Summary: Researchers at the University of Birmingham have developed a novel, higher-order connectomics method to map brain activity and interactions. Unlike traditional pairwise network models, this approach extracts multi-region interaction patterns from fMRI signals to reveal how complex cognitive functions—such as language, attention and thought—emerge from coordinated activity across groups of brain regions. The technique improves task decoding, individual identification from brain data, and the association of neural activity with behavioral traits, and may offer new tools for studying neurodegenerative conditions.
This method draws on fMRI data from the Human Connectome Project and uses statistical processing to turn noisy neuroimaging signals into robust models of higher-order interactions. Validated on 100 unrelated subjects, the approach demonstrates practical advantages over pairwise models and opens new possibilities for both basic neuroscience and clinical research.
Key Facts:
- Models higher-order interactions among three or more brain regions, extending beyond traditional pair-based connectivity methods.
- Validated on fMRI data from 100 unrelated participants drawn from the Human Connectome Project.
- Demonstrated capabilities include task decoding, individual “brain fingerprinting,” and stronger links between brain network features and behavior.
- Published in Nature Communications and led by Enrico Amico with first author Andrea Santoro.
- Potential application in tracking brain changes in neurodegenerative diseases, and in identifying early or pre-clinical signs of conditions such as Alzheimer’s.

Traditional network representations of brain function typically capture pairwise connections between two regions. While informative, pairwise models miss complex interactions that arise when multiple regions engage together. The new higher-order connectomics approach overcomes this limitation by inferring multi-region dependencies directly from temporal fMRI time series and correcting for measurement noise using principled statistical techniques.
Lead researcher Dr Enrico Amico explained the motivation: “Complex systems like the brain depend on interactions between groups of regions, not just between pairs of regions. Although we know – in theory – that this is the case, until now we have not had the processing power required to model this.” Using modern computational resources and rigorous signal-processing methods, the team translated noisy neuroimaging signals into clearer maps of how regional groups contribute to cognition and behavior.

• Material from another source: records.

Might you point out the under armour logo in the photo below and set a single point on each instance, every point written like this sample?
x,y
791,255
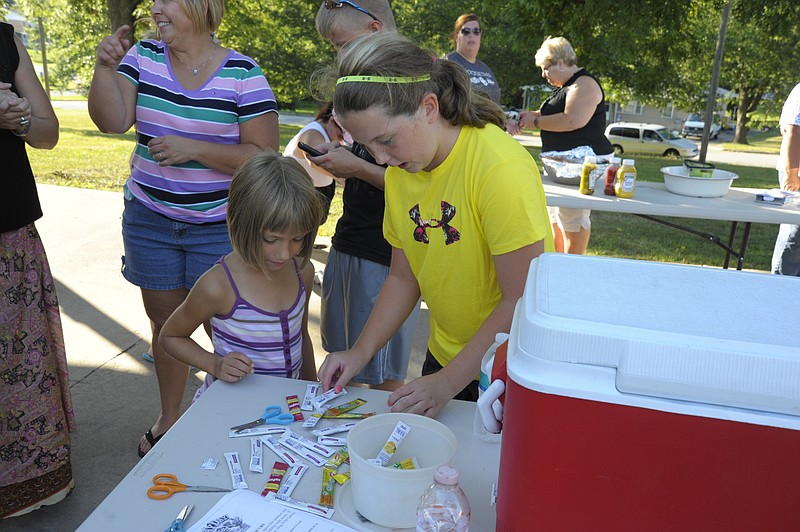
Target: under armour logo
x,y
451,234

The team used fMRI recordings from the Human Connectome Project, a large consortium effort designed to link brain structure, function and behavior. From that dataset they selected 100 unrelated participants and built detailed models of higher-order interactions. These models were evaluated across three targeted tests to demonstrate the method’s utility and robustness.
First, the researchers showed improved task decoding: the higher-order models could more accurately infer which experimental task a participant was performing during a scan. Second, the models yielded distinctive individual signatures, allowing researchers to identify a person from their brain activity patterns—what the study describes as a brain “fingerprint.” Third, the team separated higher-order signals from lower-order ones and showed that the higher-order components correlated more strongly with individual behavioral measures, enhancing the link between brain dynamics and personal traits.
Dr Andrea Santoro, first author of the study and affiliated with CENTAI Institute in Italy, summarized the significance: “Our approach, validated using data from healthy individuals, demonstrates the substantial advantages that this method can offer to neuroscience research. In the future, this method could also be used to help model interactions in individuals with neurodegenerative diseases, such as Alzheimer’s, where they could give valuable insights into how brain function is changing over time, or even to identify pre-clinical symptoms of these conditions.”
About this brain mapping and behavioral neuroscience research news
Author: Beck Lockwood
Source: University of Birmingham
Contact: Beck Lockwood – University of Birmingham
Image: The image is credited to Neuroscience News
Original Research: Open access. “Higher-order connectomics of human brain function reveals local topological signatures of task decoding, individual identification, and behavior” by Enrico Amico et al., published in Nature Communications.
Abstract
Higher-order connectomics of human brain function reveals local topological signatures of task decoding, individual identification, and behavior
Conventional approaches typically model the brain as a network of pairwise interactions between regions. Recent methods extend this concept to infer higher-order interactions that involve three or more regions simultaneously, but until now it has been unclear whether higher-order models provide practical advantages for fMRI analysis.
To address this, the authors analyzed fMRI time series from 100 unrelated Human Connectome Project participants. They demonstrate that higher-order connectomics substantially improves the decoding of dynamic task states, enhances the individual identification of both unimodal and transmodal functional subsystems, and strengthens the statistical association between brain activity patterns and behavioral measures.
Overall, this work illuminates the higher-order organization present in fMRI data, revealing rich topological structures and dynamic group dependencies that are not captured by traditional pairwise approaches. These findings suggest a broad, unexplored space of functional brain structures that higher-order models can uncover, with potential applications in mapping cognition and monitoring clinical change over time.